The structure of PropertyDescriptions may be expanded in the future, to cover the following:

  • A long description that provides more details on the meaning of the property and its proper usage. Internationalized.
  • A flag to indicate that statements do not usually need a reference to be credible ("self-evident"), at least if used without qualifier Snaks. For example, it would be tedious to enter a reference for the fact that an IMDB URL is about a particular movie, yet maintenance interfaces that warn about unsourced statements should not show all statements of this kind.
  • A flag to indicate that a Property of datatype MonolingualTextValue provides a label that should be used as an alias in that language, e.g., in search.
  • An IRI prefix that allows values associated with the Property to be mapped to external vocabularies.
  • Mappings to other vocabularies, indicating (rough or exact) equivalence of the Property with a predicate from a standard vocabulary like Dublin Core of FOAF.
  • Hints on the qualifier Snaks that are typically required/given for some property. Users should generally not have to manually add qualifier Snaks but rather see empty fields for suggested Snaks if they usually belong to the property.

Note that this information could be expressed using Statements on the PropertyDescriptions, without extending the structure of PropertyDescriptions. In order to make use of such Statements, the processing software would have to have knowledge of the meaning of the properties used to make such statements.

Datatypes and their Values

edit

Datatypes[1] are Entities that specify the format of Property Values. The set of Datatypes in Wikibase is system-defined (it can be extended, but only by developers). Every Datatype has a fixed IRI, that is also system-defined.

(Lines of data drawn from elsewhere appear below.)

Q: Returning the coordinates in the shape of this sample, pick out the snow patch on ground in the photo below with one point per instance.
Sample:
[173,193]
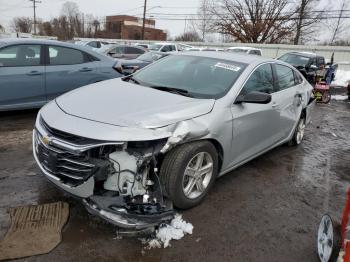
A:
[339,97]
[342,78]
[176,230]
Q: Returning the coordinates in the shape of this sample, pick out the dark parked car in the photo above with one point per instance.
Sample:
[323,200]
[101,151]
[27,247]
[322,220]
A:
[33,72]
[124,51]
[307,63]
[127,67]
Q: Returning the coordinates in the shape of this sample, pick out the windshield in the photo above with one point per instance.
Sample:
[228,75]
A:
[200,77]
[149,57]
[294,59]
[154,47]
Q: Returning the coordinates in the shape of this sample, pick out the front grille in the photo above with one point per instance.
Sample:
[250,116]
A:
[71,169]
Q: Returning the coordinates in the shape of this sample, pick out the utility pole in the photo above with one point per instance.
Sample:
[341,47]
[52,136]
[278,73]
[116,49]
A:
[34,8]
[144,21]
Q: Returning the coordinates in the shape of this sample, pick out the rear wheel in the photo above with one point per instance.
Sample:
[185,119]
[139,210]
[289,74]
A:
[328,240]
[188,172]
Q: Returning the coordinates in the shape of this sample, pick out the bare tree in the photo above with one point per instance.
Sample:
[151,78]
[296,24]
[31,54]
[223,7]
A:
[202,22]
[96,24]
[191,36]
[22,24]
[306,19]
[45,28]
[253,21]
[339,27]
[75,19]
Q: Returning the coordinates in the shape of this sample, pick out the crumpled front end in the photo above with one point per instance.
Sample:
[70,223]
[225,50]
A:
[117,181]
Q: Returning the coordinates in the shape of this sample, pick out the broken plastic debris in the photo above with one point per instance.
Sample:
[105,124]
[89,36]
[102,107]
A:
[166,232]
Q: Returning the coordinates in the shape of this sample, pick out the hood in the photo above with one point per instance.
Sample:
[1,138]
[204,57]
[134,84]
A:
[125,104]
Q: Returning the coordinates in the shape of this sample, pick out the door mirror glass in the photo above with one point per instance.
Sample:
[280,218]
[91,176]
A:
[254,97]
[260,80]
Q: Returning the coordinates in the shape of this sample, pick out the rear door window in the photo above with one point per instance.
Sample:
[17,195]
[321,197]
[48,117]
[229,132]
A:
[260,80]
[284,77]
[66,56]
[20,55]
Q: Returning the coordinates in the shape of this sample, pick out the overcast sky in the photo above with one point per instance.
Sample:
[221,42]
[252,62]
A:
[51,8]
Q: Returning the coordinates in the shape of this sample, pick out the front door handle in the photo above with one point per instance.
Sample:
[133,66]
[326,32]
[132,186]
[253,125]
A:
[34,73]
[85,69]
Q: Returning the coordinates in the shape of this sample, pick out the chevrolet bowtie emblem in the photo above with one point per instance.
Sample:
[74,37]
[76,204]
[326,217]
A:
[46,140]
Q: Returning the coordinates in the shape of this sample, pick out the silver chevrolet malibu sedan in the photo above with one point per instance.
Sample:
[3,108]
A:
[134,147]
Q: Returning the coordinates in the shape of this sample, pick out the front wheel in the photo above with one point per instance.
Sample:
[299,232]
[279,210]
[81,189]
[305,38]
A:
[326,97]
[188,172]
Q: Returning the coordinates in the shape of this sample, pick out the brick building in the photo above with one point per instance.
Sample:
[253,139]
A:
[130,27]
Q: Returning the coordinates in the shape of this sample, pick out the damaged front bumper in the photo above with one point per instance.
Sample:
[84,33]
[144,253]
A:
[116,209]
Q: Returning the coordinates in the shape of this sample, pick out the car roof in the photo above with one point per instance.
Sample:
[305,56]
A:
[14,41]
[243,48]
[163,43]
[236,57]
[35,41]
[306,54]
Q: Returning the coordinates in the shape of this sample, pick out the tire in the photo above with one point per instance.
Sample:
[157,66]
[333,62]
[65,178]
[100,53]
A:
[176,182]
[331,238]
[326,97]
[296,140]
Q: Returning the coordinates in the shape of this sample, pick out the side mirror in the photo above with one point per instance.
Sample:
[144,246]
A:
[254,97]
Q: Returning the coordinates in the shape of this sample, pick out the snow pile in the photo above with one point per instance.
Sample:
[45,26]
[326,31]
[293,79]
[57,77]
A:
[339,97]
[175,230]
[342,78]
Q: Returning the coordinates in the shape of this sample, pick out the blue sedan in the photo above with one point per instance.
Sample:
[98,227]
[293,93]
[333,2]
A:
[33,72]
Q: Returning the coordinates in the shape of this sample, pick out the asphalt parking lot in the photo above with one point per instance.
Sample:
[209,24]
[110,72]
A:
[266,210]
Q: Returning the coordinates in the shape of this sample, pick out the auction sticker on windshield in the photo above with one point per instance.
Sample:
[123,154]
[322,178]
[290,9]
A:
[228,66]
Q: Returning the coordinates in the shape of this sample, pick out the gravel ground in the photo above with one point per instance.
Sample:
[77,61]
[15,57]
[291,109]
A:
[266,210]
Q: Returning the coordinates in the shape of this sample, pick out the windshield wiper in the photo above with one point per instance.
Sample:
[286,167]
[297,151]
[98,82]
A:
[179,91]
[130,77]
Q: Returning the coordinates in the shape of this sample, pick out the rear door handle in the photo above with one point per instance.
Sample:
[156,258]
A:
[85,69]
[34,73]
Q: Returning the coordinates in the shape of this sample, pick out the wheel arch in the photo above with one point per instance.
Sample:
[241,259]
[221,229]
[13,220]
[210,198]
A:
[219,150]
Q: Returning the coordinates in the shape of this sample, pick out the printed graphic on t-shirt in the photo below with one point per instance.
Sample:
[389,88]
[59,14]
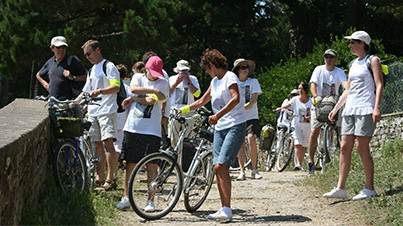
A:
[247,94]
[141,110]
[217,105]
[181,96]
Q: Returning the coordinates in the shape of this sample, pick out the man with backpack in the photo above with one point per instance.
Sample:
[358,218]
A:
[67,74]
[326,80]
[103,81]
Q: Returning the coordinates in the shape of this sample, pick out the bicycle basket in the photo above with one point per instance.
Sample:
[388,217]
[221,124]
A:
[68,127]
[266,136]
[325,107]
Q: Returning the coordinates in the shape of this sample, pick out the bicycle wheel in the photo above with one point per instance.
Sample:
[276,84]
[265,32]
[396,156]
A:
[332,143]
[201,178]
[69,167]
[272,154]
[285,153]
[153,179]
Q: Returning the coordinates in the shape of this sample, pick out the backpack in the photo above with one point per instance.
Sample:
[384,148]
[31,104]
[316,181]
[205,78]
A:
[324,107]
[121,95]
[385,69]
[76,87]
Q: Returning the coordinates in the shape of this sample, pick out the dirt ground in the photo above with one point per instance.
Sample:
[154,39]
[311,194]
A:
[273,200]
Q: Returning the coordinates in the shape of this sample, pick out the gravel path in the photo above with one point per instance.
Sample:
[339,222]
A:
[273,200]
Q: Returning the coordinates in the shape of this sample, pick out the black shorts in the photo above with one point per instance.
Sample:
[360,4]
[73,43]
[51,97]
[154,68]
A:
[253,127]
[135,146]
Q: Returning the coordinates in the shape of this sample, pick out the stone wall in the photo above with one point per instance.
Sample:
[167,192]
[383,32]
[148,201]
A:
[388,129]
[24,132]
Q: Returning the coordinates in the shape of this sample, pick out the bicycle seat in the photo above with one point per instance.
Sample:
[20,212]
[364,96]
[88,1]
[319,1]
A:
[86,125]
[207,135]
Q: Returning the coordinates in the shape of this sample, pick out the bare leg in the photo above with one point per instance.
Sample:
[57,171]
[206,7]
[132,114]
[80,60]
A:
[300,153]
[100,152]
[111,158]
[347,144]
[367,161]
[253,150]
[223,184]
[242,158]
[313,142]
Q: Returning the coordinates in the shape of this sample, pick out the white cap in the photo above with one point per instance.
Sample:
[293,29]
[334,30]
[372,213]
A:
[360,35]
[58,41]
[182,65]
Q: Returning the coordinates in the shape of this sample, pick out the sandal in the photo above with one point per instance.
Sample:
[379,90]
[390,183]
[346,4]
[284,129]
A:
[108,185]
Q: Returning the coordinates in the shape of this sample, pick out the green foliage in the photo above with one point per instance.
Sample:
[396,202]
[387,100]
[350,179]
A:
[387,208]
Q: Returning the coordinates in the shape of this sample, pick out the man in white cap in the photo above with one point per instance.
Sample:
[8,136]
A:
[184,89]
[67,74]
[326,80]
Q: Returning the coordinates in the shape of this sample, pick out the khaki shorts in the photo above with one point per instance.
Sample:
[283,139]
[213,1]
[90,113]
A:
[358,125]
[103,127]
[316,124]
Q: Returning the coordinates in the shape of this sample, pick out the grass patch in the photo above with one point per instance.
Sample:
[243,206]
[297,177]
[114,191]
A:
[71,208]
[387,208]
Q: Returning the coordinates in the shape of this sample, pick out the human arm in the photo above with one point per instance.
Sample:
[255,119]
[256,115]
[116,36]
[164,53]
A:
[378,79]
[235,99]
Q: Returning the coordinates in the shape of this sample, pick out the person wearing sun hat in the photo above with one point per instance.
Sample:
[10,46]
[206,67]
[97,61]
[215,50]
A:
[184,89]
[325,80]
[142,131]
[66,73]
[362,100]
[250,88]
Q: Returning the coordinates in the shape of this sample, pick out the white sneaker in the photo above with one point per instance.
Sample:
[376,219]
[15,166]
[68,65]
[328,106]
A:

For every Datatype, there is one particular form of Value that is used to represent Values of that type. Wikibase distinguishes between Values that can be the subject of Snaks, called Entities, and Values that are not the subject of Snaks, called DataValues. The following is an overview of all DataValues:

 
DataValue :=  QuantityValue | StringValue | TimeValue | GeoCoordinateValue | GeoShapeValue | MediaValue | IriValue | MonolingualTextValue | MultilingualTextValue

Quantities

edit

A QuantityValue represents a decimal number, together with information about the uncertainty interval of this number, and a unit of measurement. The decimal number is represented as a string using the lexical form of XML Schema decimal. The attributes are:

  • amount: decimal the quantity's main value
  • lowerBound: decimal the quantity's lower bound (optional)
  • upperBound: decimal the quantity's upper bound (optional)
  • unit: IRI or "1" to indicate the unit "unit".
QuantityValue :=  'QuantityValue(' decimal [decimal] [decimal] IRI ')'

The given amount is interpreted as the main value of the QuantityValue. The optional lowerBound and upperBound specify how far the true value of the represented quantity could deviate from the number in positive or negative direction. This allows to capture expressions such as 12300 +/- 50. For many practical purposes, only the number might be used (e.g., for sorting and query answering), but the variance can provide valuable information for presentation (e.g., for selecting reasonable precision in unit conversions). If the lower and upper bound are not present, the uncertainty is unspecified.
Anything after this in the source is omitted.